A sampling approach to ultra-fast object location
Davies, E.R.
Real-Time Imaging, 7, no. 4, 339–355 (2001)
This paper presents new work to
determine lowest bounds on the computation needed to locate objects in digital
images. While it was originally applied to the rapid location of cereal grains
for real-time inspection, the concepts are now being found useful as a rigorous
starting point for understanding general visual search, and have an interesting
relationship with the saccades of the human visual system. During 2007 this
generalisation has been published in an Electronics Letter (43(9), 508), and
slightly more fully in VIE 2007: a full version of the paper has been invited for
the journal AMCS and is in press.
Design of efficient line segment detectors for cereal grain inspection
Davies, E.R., Bateman, M., Mason, D.R., Chambers, J. and Ridgway, C.
Pattern Recogn. Lett., 24, nos. 1–3, 421–436 (2003)
This paper arose from a grant from the Home-Grown Cereals
Authority to carry out research in conjunction with DEFRA. It presents the
design of sensitive, robust, real-time algorithms for locating insects amongst
cereal grains. The algorithms take the form of efficient bar detectors, and have
been shown to be more effective than detectors based on edge detection. They
generalise to use as streak detectors, and significant interest has been shown
in their use for totally different applications, such as locating veins in human
retinal images. Thus the methodology is highly generic, applying well outside
the area of original motivation.
An analysis of the geometric distortions produced by
median and related image processing filters
Davies, E.R.
invited review in Advances in Imaging and Electron Physics, 126, 93–193 (2003)

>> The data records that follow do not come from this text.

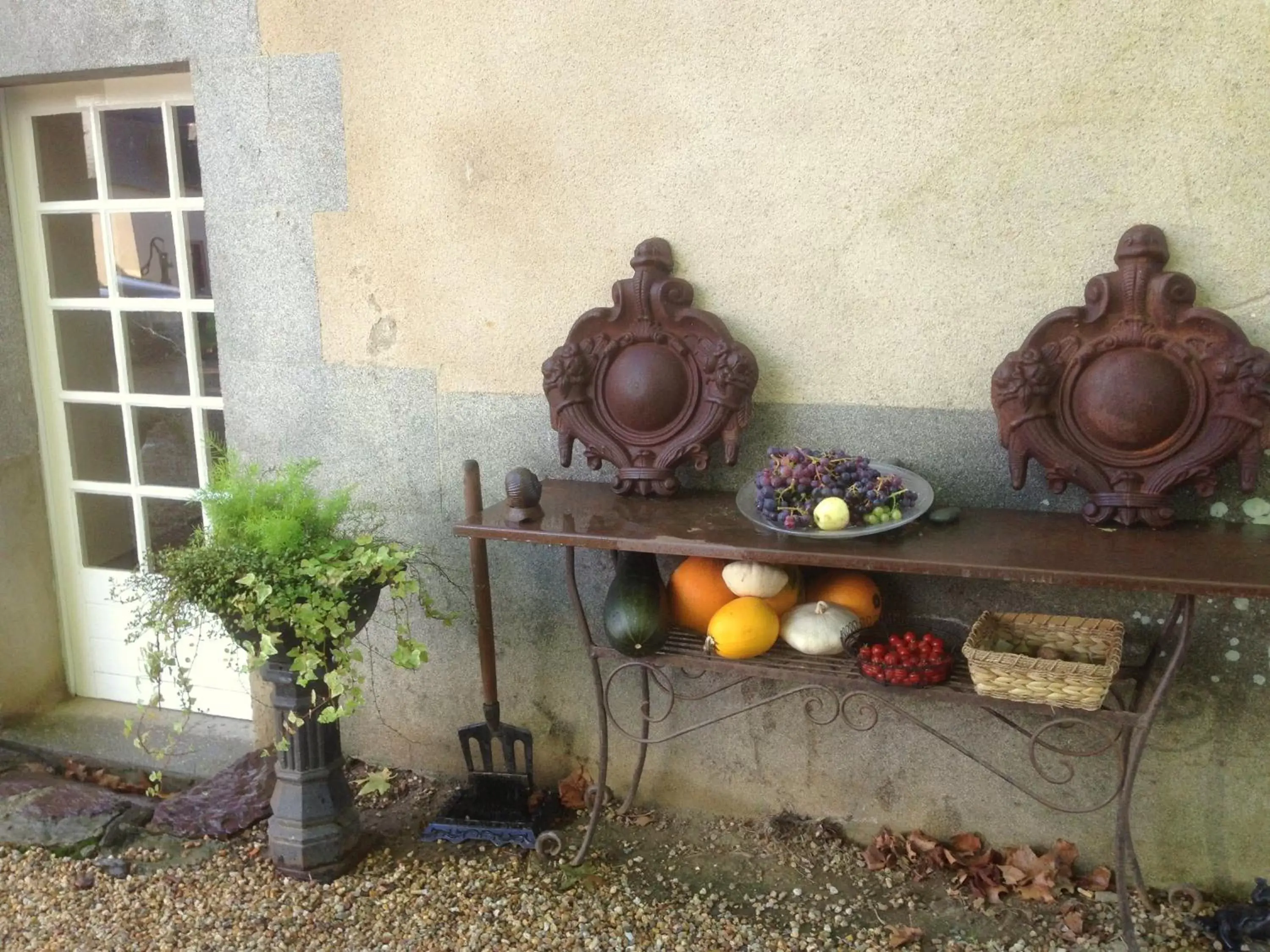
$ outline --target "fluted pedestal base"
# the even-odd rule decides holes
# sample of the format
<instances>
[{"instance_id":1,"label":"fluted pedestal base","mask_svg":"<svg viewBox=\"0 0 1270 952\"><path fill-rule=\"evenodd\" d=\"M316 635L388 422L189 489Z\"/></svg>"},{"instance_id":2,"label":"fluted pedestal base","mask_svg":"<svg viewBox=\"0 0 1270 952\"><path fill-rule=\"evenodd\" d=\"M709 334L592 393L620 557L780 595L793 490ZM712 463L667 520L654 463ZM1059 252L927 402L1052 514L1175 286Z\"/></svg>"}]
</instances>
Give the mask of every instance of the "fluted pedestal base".
<instances>
[{"instance_id":1,"label":"fluted pedestal base","mask_svg":"<svg viewBox=\"0 0 1270 952\"><path fill-rule=\"evenodd\" d=\"M339 724L319 724L310 717L312 691L321 685L315 682L297 687L290 666L290 658L274 655L263 675L273 685L278 736L286 736L288 713L305 720L291 735L288 749L278 751L269 856L283 875L329 881L364 856L361 821L344 779Z\"/></svg>"}]
</instances>

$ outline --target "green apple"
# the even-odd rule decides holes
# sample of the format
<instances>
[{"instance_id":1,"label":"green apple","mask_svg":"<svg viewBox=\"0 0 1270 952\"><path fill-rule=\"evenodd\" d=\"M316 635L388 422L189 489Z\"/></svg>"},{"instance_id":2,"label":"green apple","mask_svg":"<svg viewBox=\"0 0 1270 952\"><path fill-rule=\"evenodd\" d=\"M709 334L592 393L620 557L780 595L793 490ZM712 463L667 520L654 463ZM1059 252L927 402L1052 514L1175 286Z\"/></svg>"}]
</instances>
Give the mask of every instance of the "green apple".
<instances>
[{"instance_id":1,"label":"green apple","mask_svg":"<svg viewBox=\"0 0 1270 952\"><path fill-rule=\"evenodd\" d=\"M815 504L812 518L815 520L818 529L834 532L847 528L847 523L851 522L851 510L837 496L826 496Z\"/></svg>"}]
</instances>

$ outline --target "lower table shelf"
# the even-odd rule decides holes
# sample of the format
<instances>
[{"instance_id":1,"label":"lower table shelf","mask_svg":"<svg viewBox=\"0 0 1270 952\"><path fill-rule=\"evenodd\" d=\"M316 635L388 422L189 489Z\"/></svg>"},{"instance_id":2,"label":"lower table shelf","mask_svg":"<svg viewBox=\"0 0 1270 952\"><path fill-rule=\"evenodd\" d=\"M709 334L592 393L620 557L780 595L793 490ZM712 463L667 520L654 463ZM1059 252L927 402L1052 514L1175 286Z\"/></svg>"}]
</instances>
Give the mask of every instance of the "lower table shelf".
<instances>
[{"instance_id":1,"label":"lower table shelf","mask_svg":"<svg viewBox=\"0 0 1270 952\"><path fill-rule=\"evenodd\" d=\"M627 810L639 790L650 745L681 737L758 707L800 697L804 713L818 725L845 722L852 730L869 731L881 722L883 713L893 715L903 724L918 727L958 750L1010 786L1053 810L1083 814L1115 803L1115 867L1120 922L1129 952L1138 952L1140 948L1130 914L1130 885L1137 885L1148 905L1149 896L1133 844L1134 779L1142 763L1151 725L1186 654L1195 616L1194 595L1175 597L1173 607L1160 637L1151 646L1146 663L1140 668L1120 669L1102 708L1082 711L983 697L975 693L965 659L959 655L955 655L955 666L947 682L912 689L889 687L865 678L856 669L856 661L851 656L813 658L801 655L784 644L745 661L718 658L705 654L700 635L686 631L672 632L657 654L627 658L607 645L598 644L592 636L587 612L578 593L572 546L565 547L564 569L569 600L591 661L599 734L598 776L588 803L591 819L572 861L575 866L585 858L603 810L608 776L610 725L639 745L631 786L620 807ZM606 663L605 666L601 665L602 661ZM719 675L716 680L707 680L711 673ZM622 718L615 716L613 711L615 701L618 699L615 697L613 685L625 674L635 674L639 685L639 725L634 730L624 726ZM691 687L681 688L678 682L685 679ZM714 711L700 721L681 724L677 717L672 720L678 701L719 702L729 689L752 680L781 682L787 687L763 692L757 698L742 697L740 704L721 713ZM652 693L654 685L664 694L657 707ZM1109 790L1105 796L1093 795L1093 802L1090 803L1078 806L1060 803L1031 788L1008 769L991 763L980 751L952 736L956 725L941 725L950 727L942 730L927 720L928 708L936 706L928 702L949 702L978 708L986 716L1011 729L1016 736L1021 735L1026 744L1026 762L1031 767L1033 781L1039 778L1046 784L1046 791L1071 790L1066 784L1076 778L1077 765L1095 759L1110 760L1113 764L1114 769L1107 777ZM664 732L653 736L654 725Z\"/></svg>"},{"instance_id":2,"label":"lower table shelf","mask_svg":"<svg viewBox=\"0 0 1270 952\"><path fill-rule=\"evenodd\" d=\"M977 693L974 682L970 679L966 660L960 654L960 647L952 655L952 671L949 679L942 684L923 688L879 684L859 671L856 659L851 655L804 655L782 641L777 641L770 651L758 658L742 661L719 658L718 655L706 654L701 635L682 628L671 631L671 636L660 651L639 659L624 655L607 645L594 642L591 644L589 650L591 655L597 659L634 661L657 668L677 668L688 671L720 671L743 675L747 679L763 678L786 683L820 684L827 688L837 688L847 692L876 694L878 697L897 702L917 699L942 701L1021 715L1062 715L1064 717L1101 721L1105 724L1134 724L1139 720L1139 713L1128 708L1132 706L1132 698L1137 693L1146 671L1140 666L1121 666L1102 708L1099 711L1082 711L1077 708L1001 701Z\"/></svg>"}]
</instances>

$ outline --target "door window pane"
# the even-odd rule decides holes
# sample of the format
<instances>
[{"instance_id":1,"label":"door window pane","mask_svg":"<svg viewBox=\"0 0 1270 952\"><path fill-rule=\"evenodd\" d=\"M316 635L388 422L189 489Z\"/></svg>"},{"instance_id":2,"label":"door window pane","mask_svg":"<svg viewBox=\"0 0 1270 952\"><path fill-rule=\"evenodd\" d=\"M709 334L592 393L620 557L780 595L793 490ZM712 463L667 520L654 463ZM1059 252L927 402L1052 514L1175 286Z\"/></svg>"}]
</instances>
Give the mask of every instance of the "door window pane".
<instances>
[{"instance_id":1,"label":"door window pane","mask_svg":"<svg viewBox=\"0 0 1270 952\"><path fill-rule=\"evenodd\" d=\"M138 406L137 463L146 486L198 486L194 418L189 410Z\"/></svg>"},{"instance_id":2,"label":"door window pane","mask_svg":"<svg viewBox=\"0 0 1270 952\"><path fill-rule=\"evenodd\" d=\"M123 312L128 381L133 393L188 393L185 327L179 314Z\"/></svg>"},{"instance_id":3,"label":"door window pane","mask_svg":"<svg viewBox=\"0 0 1270 952\"><path fill-rule=\"evenodd\" d=\"M203 432L207 434L207 463L225 458L225 411L207 410L203 414Z\"/></svg>"},{"instance_id":4,"label":"door window pane","mask_svg":"<svg viewBox=\"0 0 1270 952\"><path fill-rule=\"evenodd\" d=\"M203 508L193 500L144 499L141 514L146 520L146 541L151 552L184 546L194 529L203 524Z\"/></svg>"},{"instance_id":5,"label":"door window pane","mask_svg":"<svg viewBox=\"0 0 1270 952\"><path fill-rule=\"evenodd\" d=\"M94 482L128 482L123 409L110 404L66 404L71 476Z\"/></svg>"},{"instance_id":6,"label":"door window pane","mask_svg":"<svg viewBox=\"0 0 1270 952\"><path fill-rule=\"evenodd\" d=\"M81 557L89 569L137 567L137 533L132 524L131 496L76 493Z\"/></svg>"},{"instance_id":7,"label":"door window pane","mask_svg":"<svg viewBox=\"0 0 1270 952\"><path fill-rule=\"evenodd\" d=\"M93 166L93 137L86 113L37 116L36 173L39 198L44 202L75 202L97 198L97 169Z\"/></svg>"},{"instance_id":8,"label":"door window pane","mask_svg":"<svg viewBox=\"0 0 1270 952\"><path fill-rule=\"evenodd\" d=\"M122 297L177 297L177 258L168 212L110 216L114 270Z\"/></svg>"},{"instance_id":9,"label":"door window pane","mask_svg":"<svg viewBox=\"0 0 1270 952\"><path fill-rule=\"evenodd\" d=\"M65 390L119 388L108 311L53 311L53 326Z\"/></svg>"},{"instance_id":10,"label":"door window pane","mask_svg":"<svg viewBox=\"0 0 1270 952\"><path fill-rule=\"evenodd\" d=\"M198 126L194 124L194 107L178 105L173 110L177 129L177 160L180 162L180 193L203 194L203 170L198 165Z\"/></svg>"},{"instance_id":11,"label":"door window pane","mask_svg":"<svg viewBox=\"0 0 1270 952\"><path fill-rule=\"evenodd\" d=\"M203 396L221 395L221 362L216 353L216 315L196 314L198 329L198 364L203 378Z\"/></svg>"},{"instance_id":12,"label":"door window pane","mask_svg":"<svg viewBox=\"0 0 1270 952\"><path fill-rule=\"evenodd\" d=\"M207 227L202 212L185 212L185 240L189 242L189 296L211 297L212 273L207 268Z\"/></svg>"},{"instance_id":13,"label":"door window pane","mask_svg":"<svg viewBox=\"0 0 1270 952\"><path fill-rule=\"evenodd\" d=\"M159 108L102 113L102 141L110 198L168 198L168 152Z\"/></svg>"},{"instance_id":14,"label":"door window pane","mask_svg":"<svg viewBox=\"0 0 1270 952\"><path fill-rule=\"evenodd\" d=\"M53 297L104 297L105 249L97 215L46 215L48 293Z\"/></svg>"}]
</instances>

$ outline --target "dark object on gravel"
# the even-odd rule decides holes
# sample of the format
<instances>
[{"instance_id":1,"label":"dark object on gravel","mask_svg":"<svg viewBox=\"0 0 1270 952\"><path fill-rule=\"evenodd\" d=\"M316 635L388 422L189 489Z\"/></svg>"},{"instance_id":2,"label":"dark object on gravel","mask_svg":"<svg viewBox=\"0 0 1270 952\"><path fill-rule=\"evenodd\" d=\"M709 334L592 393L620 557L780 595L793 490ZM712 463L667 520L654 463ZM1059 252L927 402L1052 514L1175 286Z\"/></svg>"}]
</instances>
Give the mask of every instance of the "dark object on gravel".
<instances>
[{"instance_id":1,"label":"dark object on gravel","mask_svg":"<svg viewBox=\"0 0 1270 952\"><path fill-rule=\"evenodd\" d=\"M1270 883L1259 876L1250 899L1250 902L1223 906L1213 915L1195 916L1195 922L1217 937L1227 952L1238 952L1245 939L1270 939Z\"/></svg>"},{"instance_id":2,"label":"dark object on gravel","mask_svg":"<svg viewBox=\"0 0 1270 952\"><path fill-rule=\"evenodd\" d=\"M152 829L184 839L225 839L269 816L273 753L259 750L155 807Z\"/></svg>"},{"instance_id":3,"label":"dark object on gravel","mask_svg":"<svg viewBox=\"0 0 1270 952\"><path fill-rule=\"evenodd\" d=\"M117 880L126 880L132 872L132 863L114 856L105 856L97 861L97 867Z\"/></svg>"}]
</instances>

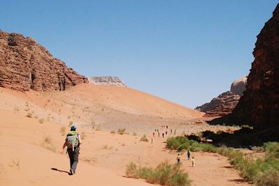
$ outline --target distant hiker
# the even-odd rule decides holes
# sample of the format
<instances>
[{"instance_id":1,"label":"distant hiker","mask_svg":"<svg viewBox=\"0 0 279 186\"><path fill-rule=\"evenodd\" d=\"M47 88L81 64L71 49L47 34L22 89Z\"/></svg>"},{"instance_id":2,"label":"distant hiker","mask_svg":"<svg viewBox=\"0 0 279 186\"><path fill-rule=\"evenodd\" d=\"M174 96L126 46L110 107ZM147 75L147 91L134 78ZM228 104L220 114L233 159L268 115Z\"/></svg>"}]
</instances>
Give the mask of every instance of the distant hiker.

This paper encapsulates and significantly extends Roy's work in understanding the exact
extent of the geometric distortions produced by median and related filters
(whose aim is largely to eliminate noise from digital images). While a continuum
approximation gave useful results, later discrete structural analysis eventually
led to essentially exact agreement between theory and experiment, so that the
subject could be regarded as satisfactorily closed, at least for grey-scale
images. This work includes theoretical models and experimental tests of the
shifts produced by the whole family of rank-order filters, and as such has
strong relevance and importance for mathematical morphology.
Mode filters and their effectiveness for processing colour images
Charles, D. and Davies, E.R.
Imaging Science, 52, no. 1, 3–25 (2004)
This paper investigates
the properties of mode filters in grey and colour images, and extends the work
of the previous paper (a) to the colour domain and (b) to provide detailed explanations of
the performance of mode filters. Somewhat surprisingly, it also shows
astonishing performance when applied to colour images with up to 70% impulse
noise, removing the noise almost completely and amounting to a breakthrough for
the low computation colour mode filter that had been devised in this work.
Hitherto, mode filters seemed to be mainly useful for image enhancement, but
their use for gross noise suppression is entirely new.